The problem presented is how organisation A discovers all it can about organisation B when organisation B wants to remain anonymous. The answer offered in this hour is initiative; McNulty tags along, or maybe co-opts, his erstwhile co-worker’s murder investigation (after he’s been assigned to the Barksdale Detail) to shake a few Low Rise cages, and Greggs drags her (now re-assigned ) former Narcotics meatheads onto the rooftops to begin putting names to faces at the High Rises – both locations being the offices of org B.

From a storytelling perspective, the knitting together is neat; the Barksdale crew at the High Rise is told something is going down at the Low Rises, Greggs follows them and finds her new co-worker (McNulty) stirring the pot, Stringer Bell eyeballs McNulty as D’Angelo is cuffed. Against McNulty’s wishes Daniels levers Greggs into the interview room, she tell McNulty she saw him today “in the canyon”. Later the two visit Daniel’s office together with D’Angelo’s letter – the arrest and letter are the storytelling device by which McNulty and Greggs learn about each other.

Elsewhere in Daniels’ merry band initiative seems less apparent. The car burning scene at the High Rise sets a generic base level for the three erstwhile meatheads but its Daniel’s we learn the most about. Their character development will have to wait.

On that specific issue, the mid-hierarchy employee D’Angelo is the development focus in relation to organisation B. The McNuggets conversation tells us something about him and the seemingly intelligent Wallace, the staircase conversation tells us more about him and his uncle and the interview room conversation tells us even more about him and the Detail.
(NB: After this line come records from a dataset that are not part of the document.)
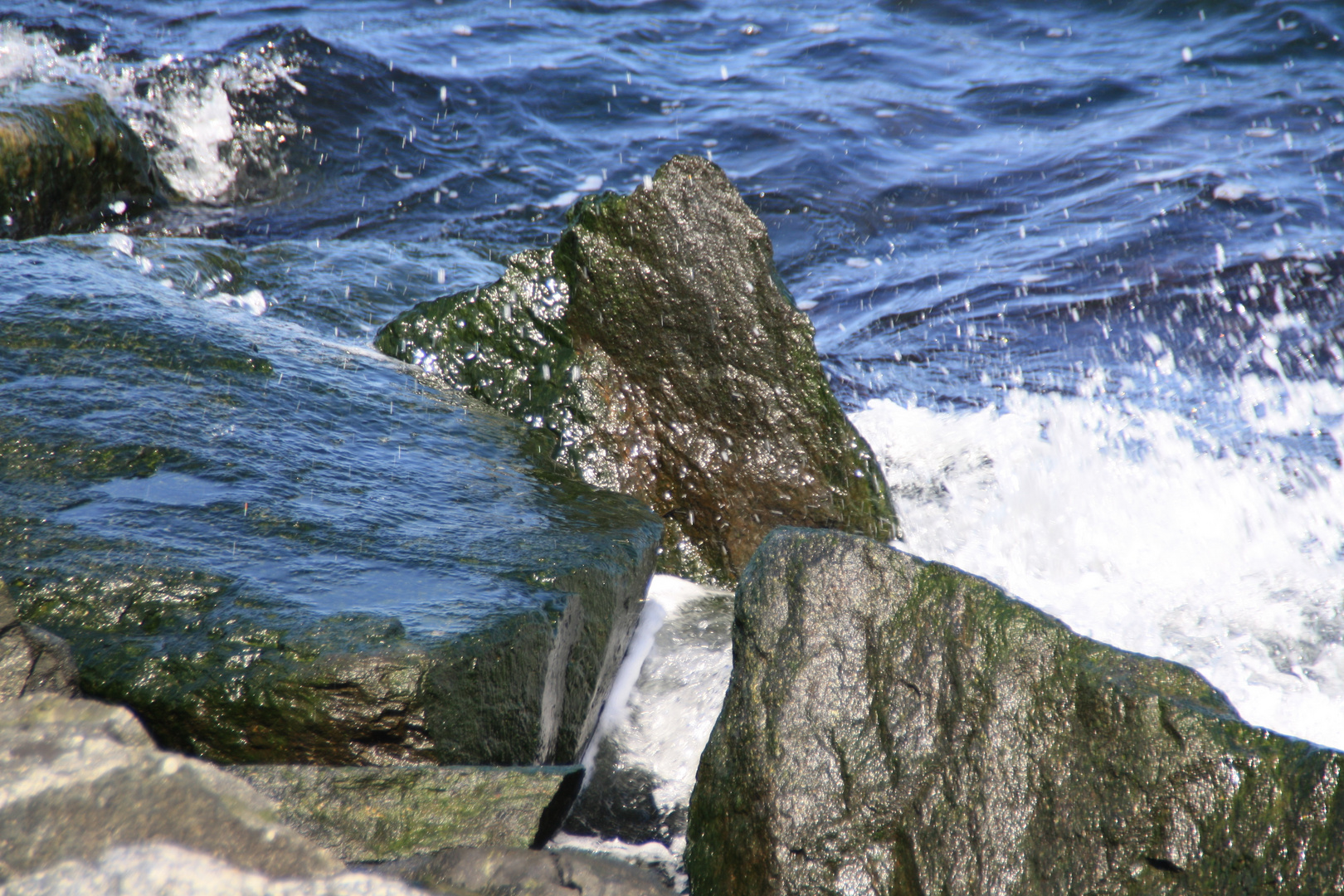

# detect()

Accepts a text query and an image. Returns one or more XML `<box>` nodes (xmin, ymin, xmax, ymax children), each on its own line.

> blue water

<box><xmin>0</xmin><ymin>0</ymin><xmax>1344</xmax><ymax>768</ymax></box>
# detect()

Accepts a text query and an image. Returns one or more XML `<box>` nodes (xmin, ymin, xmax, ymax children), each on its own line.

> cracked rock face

<box><xmin>0</xmin><ymin>694</ymin><xmax>341</xmax><ymax>877</ymax></box>
<box><xmin>379</xmin><ymin>846</ymin><xmax>670</xmax><ymax>896</ymax></box>
<box><xmin>377</xmin><ymin>156</ymin><xmax>899</xmax><ymax>582</ymax></box>
<box><xmin>0</xmin><ymin>582</ymin><xmax>80</xmax><ymax>701</ymax></box>
<box><xmin>685</xmin><ymin>529</ymin><xmax>1344</xmax><ymax>896</ymax></box>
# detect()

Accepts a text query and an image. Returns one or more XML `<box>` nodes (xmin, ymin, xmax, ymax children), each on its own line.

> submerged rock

<box><xmin>379</xmin><ymin>848</ymin><xmax>670</xmax><ymax>896</ymax></box>
<box><xmin>685</xmin><ymin>529</ymin><xmax>1344</xmax><ymax>896</ymax></box>
<box><xmin>0</xmin><ymin>252</ymin><xmax>663</xmax><ymax>766</ymax></box>
<box><xmin>377</xmin><ymin>156</ymin><xmax>899</xmax><ymax>582</ymax></box>
<box><xmin>230</xmin><ymin>766</ymin><xmax>582</xmax><ymax>863</ymax></box>
<box><xmin>0</xmin><ymin>694</ymin><xmax>341</xmax><ymax>892</ymax></box>
<box><xmin>0</xmin><ymin>86</ymin><xmax>172</xmax><ymax>238</ymax></box>
<box><xmin>4</xmin><ymin>844</ymin><xmax>424</xmax><ymax>896</ymax></box>
<box><xmin>0</xmin><ymin>582</ymin><xmax>80</xmax><ymax>701</ymax></box>
<box><xmin>28</xmin><ymin>521</ymin><xmax>660</xmax><ymax>766</ymax></box>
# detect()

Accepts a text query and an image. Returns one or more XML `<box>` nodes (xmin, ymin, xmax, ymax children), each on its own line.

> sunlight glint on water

We now know most about McNulty and D’Angelo Barksdale. Without realising it we know both of their domestic situations (should D’Angelo move in with his girlfriend and baby?), we already know their work environments and key friendships. We know they drink, a little of how the operate, how their co-workers view them – these are the players assigned to draw us in.

We don’t really think too much about early parallels because, at this point, it’s a cops and robber procedural and we’re not working for it yet; would Prez still be in his organisation without his father-in-laws benevolence, would D’Angelo be in his without his uncle? Why would a newly elected Judge be putting himself about so much, why would Daniels’ wife be advising her husband in such terms? Who told the press of the link between Gant’s death and the Barksdale trial, and why?

The person who tells us “the game is rigged” is Daniels’ wife, but no one has yet told us all the pieces matter.

We get the first sight of the pin board. Greggs is leading the plot development. McNulty likes the work.
 
it's on too late, am knackered and it's only 2 nights so far :(

last night's episode fairly whizzed by though. some of the characterisation is a bit far flung imo.

Despite most of them being based on real people...

It's always interesting commenting on the characterisation on the Wire, because most if it is barely fictionalised real life.